Marketing Automation and Olympic Figure Skating: Why Arbitrary Opinions Are the Enemy

There are specific processes inside of marketing automation platforms that are subject to the opinions of the users. The two best examples of this are lead scoring and nurture marketing.

Every four years the Winter Olympics dazzle us with amazing feats of acrobatics in skiing, skating, and of course, curling. One thing about the Winter Olympics that always seems to stir controversy is women’s figure skating, and the 2014 Sochi Olympics did not disappoint!

What Olympics would be complete without a good old-fashioned figure skating judge controversy? While I don’t consider myself to be a rabid fan of the sport, my youngest daughter recently took up figure skating so, of course, watching the women’s finals this year was mandatory.

Without rehashing the much covered judging controversy – the wrong gal won. And this is directly attributed to the somewhat arbitrary nature of how figure skating is judged. Like many things, it got me thinking about how this relates to marketing automation.

Marketing automation (MA) technology is enjoying a bubble-like growth curve as of late, with many companies dipping their toes into the marketing technology pool. Depending on which analyst you choose to follow, the financial value of this technology segment will exceed $1.5 billion next year and grow to $20 billion by the year 2020.

Unlike some of its predecessors in enterprise tech, marketing automation can delivery immediate and substantial financial value to an organization. When put into the proper hands, marketing automation can immediately begin to pay dividends by facilitating campaign execution, tracking, and a host of lead management optimization workflows.

This is not hype.

MA systems are important because they help a company adapt to the way buyers research and evaluate online product and service purchases. Make no mistake, companies operating without this technology in the coming years might as well put on a blindfold, hit the ice, and attempt a triple axel.

Buyer habits have changed and we have a clear technology solution to help companies adapt to this change, so what’s the problem? And why on Earth is this like figure skating judges? There are specific processes inside of MA platforms that are subject to the opinions of the users. The two best examples of this are lead scoring and nurture marketing.

Lead scoring ranks, groups, routes, and tracks leads as they move through the upper portion of your sales funnel. Mechanically speaking, lead scoring assigns an arbitrary value to an action or a data point. For example, if a lead visits a target page on my website, I will assign points to this. If a lead has a target title, I will assign points to that. Add all the points up and if they exceed some number – the lead is qualified!

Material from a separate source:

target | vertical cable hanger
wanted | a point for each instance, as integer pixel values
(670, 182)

Kind of like figure skating right? Skater doesn’t wipe out – five points. Skater twirls – 10 points. Skater looks graceful – gold medal! Well guess what? What I think is graceful and what the judge from the Czech Republic thinks is graceful can be two vastly different opinions.

Apply the same concepts to lead scoring. What the vice president of marketing thinks is valuable at one company may differ from what the vice president of sales thinks is important at another company. The adoption rate of this awesome technology remains very low. This key feature, which is arguably the biggest value add of MA systems, is lagging in both adoption and regular use.

Like lead scoring, nurture marketing faces some of the same hurdles to adoption and use.

Most often the marketer is presented with a canvas on which they may design their campaign flows. But where does a marketer begin? Do we branch the campaign in two, three, or four directions? How many touch points should we include in a campaign for new leads versus those deeper in sales cycles? Many marketing technology vendors have focused on making the design of a multi-touch nurture campaign pretty with lots of engaging graphics, buttons, and arrows. But that’s like giving someone an art set without teaching them how to paint? Wouldn’t paint-by-numbers be better?

Where is all of this going? Version 1.0 of marketing automation has run its course. What we will see going forward is more of a paint-by-numbers philosophy wherein the marketer is guided through a set of best practices that help them design campaigns that have been proven by our early adopters to work well.

We will also see a new generation of smart marketing automation that uses complex math and algorithms to self-learn who the best leads are based on numbers – dollars and metrics, not opinions. Wouldn’t ice skaters who’ve trained their whole lives for eight minutes of glory appreciate that approach?